In fact, this dessert is attributed to the native people, or at least Fannie Farmer attributes it to the native peoples. A little further research and one is led to believe the name "Indian pudding" refers to the fact that it is made with corn meal or "Indian meal." (Guess I'm not the only one who attributes corn to the pre-colonial settlers.) No matter where the introduction comes from, this is a truly American dish, at one time considered quintessentially New England. In the early days of our fledgling nation this was quite common on the Thanksgiving table. Which would make it due for a resurgence.

Thatboy felt this dish was similar to pumpkin pie in taste, and really, anything with cinnamon and nutmeg leds itself to that comparison. But the rich molasses flavor gives it a little more depth and complexity - like pumpkin pie's dark older sister - the one who seems just a bit older, wiser, and more cynical.

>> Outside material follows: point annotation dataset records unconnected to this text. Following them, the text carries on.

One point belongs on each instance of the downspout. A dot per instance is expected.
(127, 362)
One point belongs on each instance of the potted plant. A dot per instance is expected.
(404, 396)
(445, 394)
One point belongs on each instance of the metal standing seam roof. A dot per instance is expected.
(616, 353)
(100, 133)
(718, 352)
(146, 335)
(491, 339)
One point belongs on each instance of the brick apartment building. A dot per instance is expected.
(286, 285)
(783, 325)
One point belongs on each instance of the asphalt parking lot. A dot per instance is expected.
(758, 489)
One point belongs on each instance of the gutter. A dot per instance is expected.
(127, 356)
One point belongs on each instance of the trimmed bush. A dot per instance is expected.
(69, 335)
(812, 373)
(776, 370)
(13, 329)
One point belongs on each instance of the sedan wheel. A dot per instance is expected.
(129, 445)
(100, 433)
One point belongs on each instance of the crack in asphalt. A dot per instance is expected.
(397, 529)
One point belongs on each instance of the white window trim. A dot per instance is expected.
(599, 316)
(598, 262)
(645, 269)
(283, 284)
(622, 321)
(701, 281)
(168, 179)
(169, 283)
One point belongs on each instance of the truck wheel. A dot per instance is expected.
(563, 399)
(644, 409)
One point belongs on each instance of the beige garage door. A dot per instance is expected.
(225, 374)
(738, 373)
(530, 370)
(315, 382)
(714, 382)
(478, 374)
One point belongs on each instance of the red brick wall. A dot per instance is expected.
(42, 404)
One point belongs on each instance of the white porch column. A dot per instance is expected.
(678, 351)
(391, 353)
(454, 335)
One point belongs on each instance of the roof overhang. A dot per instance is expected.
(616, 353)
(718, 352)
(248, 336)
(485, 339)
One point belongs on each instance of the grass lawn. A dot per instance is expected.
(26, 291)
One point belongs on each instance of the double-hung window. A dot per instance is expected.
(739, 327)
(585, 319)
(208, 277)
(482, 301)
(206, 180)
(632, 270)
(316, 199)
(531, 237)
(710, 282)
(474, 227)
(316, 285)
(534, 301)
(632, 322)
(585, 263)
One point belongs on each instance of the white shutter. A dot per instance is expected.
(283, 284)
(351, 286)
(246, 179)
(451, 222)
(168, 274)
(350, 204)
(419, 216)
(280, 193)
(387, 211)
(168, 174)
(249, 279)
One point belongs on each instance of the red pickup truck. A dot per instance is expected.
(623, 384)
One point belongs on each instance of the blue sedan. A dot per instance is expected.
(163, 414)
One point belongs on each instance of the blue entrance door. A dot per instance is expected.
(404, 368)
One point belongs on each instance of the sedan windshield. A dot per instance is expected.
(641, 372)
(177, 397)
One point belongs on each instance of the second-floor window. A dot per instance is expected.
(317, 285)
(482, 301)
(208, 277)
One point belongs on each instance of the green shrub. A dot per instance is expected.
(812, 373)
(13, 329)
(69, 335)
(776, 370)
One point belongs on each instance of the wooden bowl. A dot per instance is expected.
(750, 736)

Indian Pudding (From the Fannie Farmer Cookbook)
4 cups milk
1/2 cup yellow cornmeal
1/3 cup dark brown sugar
1/3 cup granulated sugar
1/3 cup molasses
1 tsp salt
4 Tbsp butter
1/2 tsp ginger
1/2 tsp cinnamon
  1. Preheat oven to 275. Pour 2 cups of hot milk over the cornmeal in a double boiler, stirring as you add the milk. Cook for 10-15 minutes.
  2. Add all the other ingredients and stir until combined.
  3. Spook into a 1 1/2 quart dish and pour the 2 remaining cups of milk on top. Bake 3 hours, until set. (It's still going to be super jiggly/wet when it comes out of the oven. It'll become firm as it cools)


  1. YUM. Molasses does not occur often enough in desserts!

  2. I ADORE all things corn...I could eat polenta every day all day and be so happy. I just know I would love this!

  3. I've never heard of Indian pudding before...

  4. Our corn season is over - and I miss it. This does like and sound so very early American - before the Europeans. Truly richly dense and well-spiced. And soul-satisfying.